Intanto continuavo a essere anche troppo al centro della curiosità dei concittadini di mio marito e avevo  bisogno di sentirmi di nuovo una sconosciuta tra la folla. 
Quando passavamo nel bazar tutti ci guardavamo, sorpresi e cordiali. I negozianti ci invitavano anche solo per offrirci un tè o una bibita per avere l'opportunità di scambiare due chiacchiere con una straniera in una cittadina dove non accadeva mai nulla di straordinario evidentemente.
Ci furono anche inviti a pranzo e fu così che iniziai il mio training di preparazione di manicaretti della cucina indiana.

Ma il caldo e la scarsità d'acqua, in attesa del monsone mi spingevano ad andarmene e convinsi mio marito a partire per una regione più fresca. 

Ce ne andammo a Rishikesh che già conoscevo e dove speravo di trovare acqua a sufficienza e sollievo alla calura sulle rive del Gange.
Il viaggio fu lungo e piuttosto faticoso fatto su bus locali che, all'epoca, erano sempre scomodi e affollati. 
Per fortuna erano previste, di tanto in tanto, delle soste durante le quali, anche solamente bere un tè era un grande sollievo.
All'arrivo a destinazione compresi che ne era valsa la pena. 

Molto verde, alberi ovunque. Per chi nasce e vive in Italia, anche in città il verde è così scontato! 
Il fiume era affascinante e calmo, l'acqua scorreva tra grandi massi sopra i quali mi divertii a camminare per poi sedermi sul più comodo per un fantastico pediluvio che rinfrescò tutto il mio corpo. 
Intanto guardavo alcuni sadhu che, immobili, sedevano in meditazione e tutti eravamo cullati dal rumore dell'acqua.
In un luogo così è facile vuotare la mente e abbandonare qualunque pensiero o preoccupazione perché "tutto scorre".

Trovammo posto in un Ashram molto semplice e tranquillo, un po' in disparte rispetto agli altri dove alloggiavano, per lo più, occidentali che venivano in India per praticare yoga e meditazione ma che, proprio per questo, accettavano solo chi aveva prenotato con congruo anticipo. 

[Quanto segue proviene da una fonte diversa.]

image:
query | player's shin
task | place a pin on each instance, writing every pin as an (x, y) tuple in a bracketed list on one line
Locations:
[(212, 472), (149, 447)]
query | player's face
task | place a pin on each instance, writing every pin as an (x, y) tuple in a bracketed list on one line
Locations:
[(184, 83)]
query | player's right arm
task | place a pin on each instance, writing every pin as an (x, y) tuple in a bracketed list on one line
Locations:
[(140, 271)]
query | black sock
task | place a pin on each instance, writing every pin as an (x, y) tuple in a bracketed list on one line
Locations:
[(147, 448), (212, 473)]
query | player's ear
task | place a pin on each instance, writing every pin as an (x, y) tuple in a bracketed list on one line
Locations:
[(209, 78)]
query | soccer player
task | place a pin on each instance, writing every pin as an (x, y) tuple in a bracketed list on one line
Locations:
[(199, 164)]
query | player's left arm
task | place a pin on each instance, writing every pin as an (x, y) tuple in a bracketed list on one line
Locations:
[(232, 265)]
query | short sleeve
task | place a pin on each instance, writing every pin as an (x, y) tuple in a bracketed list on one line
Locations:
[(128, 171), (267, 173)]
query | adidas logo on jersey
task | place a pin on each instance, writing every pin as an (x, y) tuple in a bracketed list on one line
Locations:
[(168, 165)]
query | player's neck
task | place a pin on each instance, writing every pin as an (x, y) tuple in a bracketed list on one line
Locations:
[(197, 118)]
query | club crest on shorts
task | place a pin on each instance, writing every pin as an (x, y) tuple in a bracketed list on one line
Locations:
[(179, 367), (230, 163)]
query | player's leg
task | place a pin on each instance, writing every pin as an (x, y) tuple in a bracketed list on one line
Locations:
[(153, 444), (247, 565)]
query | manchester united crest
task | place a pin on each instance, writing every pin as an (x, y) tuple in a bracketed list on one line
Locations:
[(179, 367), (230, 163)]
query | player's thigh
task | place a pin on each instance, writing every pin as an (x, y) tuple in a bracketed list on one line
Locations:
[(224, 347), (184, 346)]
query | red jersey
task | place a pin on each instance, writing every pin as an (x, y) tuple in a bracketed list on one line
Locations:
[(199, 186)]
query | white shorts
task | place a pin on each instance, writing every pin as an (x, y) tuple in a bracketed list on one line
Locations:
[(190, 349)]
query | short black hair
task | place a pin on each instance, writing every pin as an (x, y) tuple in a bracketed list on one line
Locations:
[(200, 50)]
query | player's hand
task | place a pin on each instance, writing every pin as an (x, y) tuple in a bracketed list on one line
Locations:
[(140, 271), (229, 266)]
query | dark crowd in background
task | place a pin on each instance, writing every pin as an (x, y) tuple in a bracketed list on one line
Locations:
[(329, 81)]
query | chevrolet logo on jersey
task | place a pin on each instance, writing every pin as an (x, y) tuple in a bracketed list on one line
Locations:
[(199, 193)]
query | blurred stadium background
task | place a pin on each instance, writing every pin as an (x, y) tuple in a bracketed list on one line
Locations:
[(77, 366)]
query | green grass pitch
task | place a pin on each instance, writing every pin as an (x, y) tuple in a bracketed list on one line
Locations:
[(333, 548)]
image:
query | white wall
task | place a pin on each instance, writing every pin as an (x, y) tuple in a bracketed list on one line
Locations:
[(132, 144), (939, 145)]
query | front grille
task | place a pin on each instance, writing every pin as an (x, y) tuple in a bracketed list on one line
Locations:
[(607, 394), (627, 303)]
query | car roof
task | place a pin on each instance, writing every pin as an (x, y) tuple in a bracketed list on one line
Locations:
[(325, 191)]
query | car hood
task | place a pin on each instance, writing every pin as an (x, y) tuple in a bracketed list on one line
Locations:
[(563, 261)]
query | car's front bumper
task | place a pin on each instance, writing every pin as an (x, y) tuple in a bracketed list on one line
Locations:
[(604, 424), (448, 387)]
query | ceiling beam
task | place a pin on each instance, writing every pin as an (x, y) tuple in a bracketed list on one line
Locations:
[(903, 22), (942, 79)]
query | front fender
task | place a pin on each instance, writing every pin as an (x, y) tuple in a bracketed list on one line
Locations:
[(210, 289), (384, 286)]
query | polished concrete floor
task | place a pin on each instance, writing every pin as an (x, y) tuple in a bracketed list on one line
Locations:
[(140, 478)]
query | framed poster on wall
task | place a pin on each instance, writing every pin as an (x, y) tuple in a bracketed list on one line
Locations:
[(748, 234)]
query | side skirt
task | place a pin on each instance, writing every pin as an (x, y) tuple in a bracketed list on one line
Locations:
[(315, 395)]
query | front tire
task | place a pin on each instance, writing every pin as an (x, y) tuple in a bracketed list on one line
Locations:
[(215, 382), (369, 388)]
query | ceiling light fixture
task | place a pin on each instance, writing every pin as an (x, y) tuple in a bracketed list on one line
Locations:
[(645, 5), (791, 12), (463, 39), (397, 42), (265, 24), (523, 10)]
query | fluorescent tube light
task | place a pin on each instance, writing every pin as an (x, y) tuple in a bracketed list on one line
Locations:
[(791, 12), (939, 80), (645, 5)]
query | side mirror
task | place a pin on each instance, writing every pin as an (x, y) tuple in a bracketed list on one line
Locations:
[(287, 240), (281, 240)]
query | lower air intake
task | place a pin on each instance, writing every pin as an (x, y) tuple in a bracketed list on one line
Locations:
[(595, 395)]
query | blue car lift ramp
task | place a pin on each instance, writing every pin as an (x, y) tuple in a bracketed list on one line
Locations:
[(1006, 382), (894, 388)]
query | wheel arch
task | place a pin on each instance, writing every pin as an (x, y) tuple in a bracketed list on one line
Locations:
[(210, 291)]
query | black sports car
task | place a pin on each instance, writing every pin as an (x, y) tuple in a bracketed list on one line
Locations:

Alla reception vollero verificare, come di rito, a quei tempi, che fossimo veramente sposati: portavamo sempre con noi il certificato di matrimonio oltre al certificato di estensione del mio visto che era stato tramutato da "turistico" a "matrimoniale" dall'ufficio di polizia di Alwar che per svolgere questa pratica aveva impiegato qualche ora. Mi sembrava tanto, all'epoca, a ora che conosco i tempi e i modi italiani in materia, devo riconoscere che mi fu concesso in men che non si dica.

Ci assegnarono una stanza pulita e modesta, come del resto erano tutte le stanze di quell'ashram. Avevamo con noi le nostre lenzuola e venne un inserviente a spazzare e lavare il pavimento prima che ne prendessimo possesso.

Sarei rimasta lì per settimane.
Il Guru dell'ashram volle incontrarci personalmente, incuriosito, soprattutto, per la mia presenza in quel luogo dove, a quanto pare, almeno all'epoca, chi non era indiano, raramente decideva di fermarsi per la notte. 
Fu gentile, ci fece qualche domanda per capire come e dove ci fossimo conosciuti e ci diede la sua benedizione. 

Le giornate di Rishikesh furono tranquille. Visitavamo i templi di rito e passeggiavamo. Intanto nubi monsoniche si addensavano nel cielo e, finalmente, ci furono molte ore di pioggia incessante durante le quali, si godeva il fresco da sotto il loggiato che correva lungo l'ashram. 
C'erano molte librerie e acquistai qualche libro che trattava argomenti di yoga e astrologia vedica. Un paio di questi, le pagine ingiallite, si è salvato dai miei innumerevoli traslochi e sono ancora nella mia piccola biblioteca proprio per aiutarmi a ricordare quella mia vacanza a Rishikesh.